So much for a business-friendly White House.

The feds are going after big-tech over antitrust concerns. The DOJ will take on Apple and Google while the FTC investigates Amazon and Facebook. Is it just me or does that sound a lot like the Mafia carving up old Manhattan?

Conspicuous is the absence of Microsoft. The Redmond software giant now sits all alone at the top of the market cap heap, since all the other’s share prices have tanked at one time or another.

There’s a reason why I chose “Politics” as this post’s primary category. Because that’s what it is. That’s all it is. Mostly it’s about making Facebook pay for Russian interference in the 2016 election and Cambridge Analytica — both of which were big fat nothingburgers — not to mention your basic everyday political grandstanding / big government nonsense.

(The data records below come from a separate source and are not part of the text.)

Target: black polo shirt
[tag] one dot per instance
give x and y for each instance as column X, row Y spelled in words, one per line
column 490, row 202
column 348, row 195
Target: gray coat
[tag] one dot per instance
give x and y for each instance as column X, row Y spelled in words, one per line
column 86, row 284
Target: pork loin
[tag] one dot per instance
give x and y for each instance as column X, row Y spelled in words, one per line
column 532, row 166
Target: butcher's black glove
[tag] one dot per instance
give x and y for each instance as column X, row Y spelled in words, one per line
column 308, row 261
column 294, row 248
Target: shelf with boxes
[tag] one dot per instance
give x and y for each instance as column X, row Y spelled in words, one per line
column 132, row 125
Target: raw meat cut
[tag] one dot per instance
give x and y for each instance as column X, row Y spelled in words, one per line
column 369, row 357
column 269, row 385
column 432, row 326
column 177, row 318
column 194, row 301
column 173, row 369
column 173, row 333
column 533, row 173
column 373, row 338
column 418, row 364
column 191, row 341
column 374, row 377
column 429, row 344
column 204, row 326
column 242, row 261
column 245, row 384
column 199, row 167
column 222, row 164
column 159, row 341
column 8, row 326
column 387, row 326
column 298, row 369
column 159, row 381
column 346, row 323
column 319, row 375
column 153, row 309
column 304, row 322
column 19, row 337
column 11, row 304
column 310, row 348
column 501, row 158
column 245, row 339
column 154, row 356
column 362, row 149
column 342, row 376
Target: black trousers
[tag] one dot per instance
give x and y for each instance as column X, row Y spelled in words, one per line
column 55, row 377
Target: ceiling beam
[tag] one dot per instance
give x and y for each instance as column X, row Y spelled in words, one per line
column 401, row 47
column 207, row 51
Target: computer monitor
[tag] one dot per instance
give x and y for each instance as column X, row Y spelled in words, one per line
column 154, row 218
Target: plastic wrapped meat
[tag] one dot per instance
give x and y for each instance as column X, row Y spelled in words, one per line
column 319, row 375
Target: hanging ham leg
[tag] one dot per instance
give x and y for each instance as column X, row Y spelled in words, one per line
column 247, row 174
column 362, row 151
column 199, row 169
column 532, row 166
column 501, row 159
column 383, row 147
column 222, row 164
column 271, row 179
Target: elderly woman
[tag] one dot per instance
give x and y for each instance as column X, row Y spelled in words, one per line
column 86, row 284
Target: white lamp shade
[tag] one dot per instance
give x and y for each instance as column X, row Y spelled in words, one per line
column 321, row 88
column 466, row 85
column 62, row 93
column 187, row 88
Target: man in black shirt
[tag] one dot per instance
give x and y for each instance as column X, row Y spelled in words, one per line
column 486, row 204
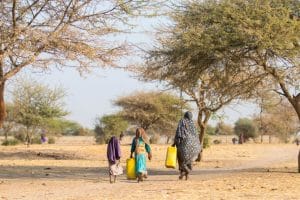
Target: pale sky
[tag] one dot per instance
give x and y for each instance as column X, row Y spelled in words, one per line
column 92, row 95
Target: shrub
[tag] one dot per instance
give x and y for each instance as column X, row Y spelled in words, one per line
column 206, row 141
column 246, row 127
column 100, row 139
column 154, row 139
column 217, row 141
column 36, row 140
column 21, row 136
column 10, row 142
column 51, row 140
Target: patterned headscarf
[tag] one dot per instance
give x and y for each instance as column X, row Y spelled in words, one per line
column 186, row 126
column 140, row 132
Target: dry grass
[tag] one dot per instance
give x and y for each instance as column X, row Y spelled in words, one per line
column 66, row 171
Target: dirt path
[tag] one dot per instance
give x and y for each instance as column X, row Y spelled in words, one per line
column 227, row 172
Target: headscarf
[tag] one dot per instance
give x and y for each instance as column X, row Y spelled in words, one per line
column 113, row 150
column 185, row 126
column 140, row 132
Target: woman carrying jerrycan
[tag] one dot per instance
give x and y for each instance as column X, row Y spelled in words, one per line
column 140, row 146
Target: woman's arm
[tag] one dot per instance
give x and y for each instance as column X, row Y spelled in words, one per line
column 148, row 150
column 133, row 145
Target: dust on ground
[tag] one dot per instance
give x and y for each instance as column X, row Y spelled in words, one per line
column 78, row 170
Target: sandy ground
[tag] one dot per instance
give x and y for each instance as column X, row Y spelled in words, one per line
column 78, row 170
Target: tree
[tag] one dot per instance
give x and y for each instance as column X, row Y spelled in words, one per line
column 245, row 128
column 156, row 110
column 224, row 129
column 57, row 126
column 10, row 120
column 43, row 33
column 109, row 125
column 278, row 118
column 186, row 61
column 36, row 103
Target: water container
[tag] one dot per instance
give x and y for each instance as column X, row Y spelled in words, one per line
column 171, row 157
column 130, row 168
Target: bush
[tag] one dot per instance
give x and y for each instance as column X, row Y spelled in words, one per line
column 100, row 139
column 21, row 136
column 10, row 142
column 51, row 140
column 206, row 141
column 246, row 128
column 36, row 140
column 154, row 139
column 217, row 141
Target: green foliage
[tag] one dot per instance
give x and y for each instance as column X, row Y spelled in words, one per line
column 51, row 140
column 246, row 127
column 10, row 142
column 109, row 125
column 35, row 104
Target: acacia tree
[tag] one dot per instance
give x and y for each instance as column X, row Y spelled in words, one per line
column 10, row 120
column 180, row 63
column 156, row 110
column 259, row 39
column 35, row 104
column 44, row 33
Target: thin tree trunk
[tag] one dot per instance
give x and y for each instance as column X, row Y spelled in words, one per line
column 299, row 161
column 2, row 87
column 202, row 122
column 6, row 135
column 28, row 137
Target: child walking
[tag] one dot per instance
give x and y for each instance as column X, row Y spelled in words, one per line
column 113, row 157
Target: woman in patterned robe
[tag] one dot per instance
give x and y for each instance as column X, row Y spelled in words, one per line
column 187, row 143
column 140, row 146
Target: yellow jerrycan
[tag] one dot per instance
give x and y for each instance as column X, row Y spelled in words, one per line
column 171, row 157
column 130, row 168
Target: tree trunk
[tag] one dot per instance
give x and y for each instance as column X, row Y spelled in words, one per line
column 6, row 135
column 2, row 87
column 299, row 161
column 28, row 137
column 202, row 122
column 168, row 139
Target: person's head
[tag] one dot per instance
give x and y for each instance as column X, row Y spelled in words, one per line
column 140, row 132
column 188, row 115
column 121, row 135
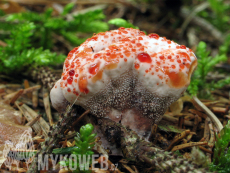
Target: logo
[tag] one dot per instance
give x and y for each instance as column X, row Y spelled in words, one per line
column 23, row 150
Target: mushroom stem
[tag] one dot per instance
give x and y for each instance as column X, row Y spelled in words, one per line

Just so you know, none of this is likely to amount to much of anything except a lot of soon-to-be rich lobbyists and lawyers. The feds have a dismal track record when it comes to this sort of thing. They’ll conduct their investigations — which will take years mind you — make their cases, get a pound or two of flesh and settle, as they always do. If they get lucky and do any real damage, it’s likely to do more harm than good.

That’s exactly what happened with the only successful — if you can call it that — antitrust breakup in our lifetimes, AT&T. All it did was replace one giant with two. Besides, none of what Washington broke up in the 80s is worth anything today – the only value in AT&T and Verizon is mobile and broadband, neither of which existed back then. The old landline business is nothing but an albatross.

The DOJ tried to break up Microsoft around the turn of the millennium. How’d that turn out? Oh yeah, it’s more than twice as big and valuable today as it was then – the biggest of all the giants – but I guess its double jeopardy status (I say that jokingly — there is no such thing in this case) earns the enterprise software giant a pass.

The worst case scenario is some new sort of law that allows the Justice Department to break up companies simply for being big and for giving consumers exactly what they want, since none of these companies run afoul of the Sherman Antitrust Act. That would be the only real concern.

In any case, mark my words, no good will come of this. Any of it.

Still, I do look forward to something new and different – anything other than Trump impeachment, trade wars and election 2020 — dominating the news cycle and keeping all the bureaucrats in Washington busy. Let’s face it, the busier they are, the less chance of them messing with us … or screwing anything else up, for that matter.

Anyhow, it’s going to be a real circus, folks. Good times.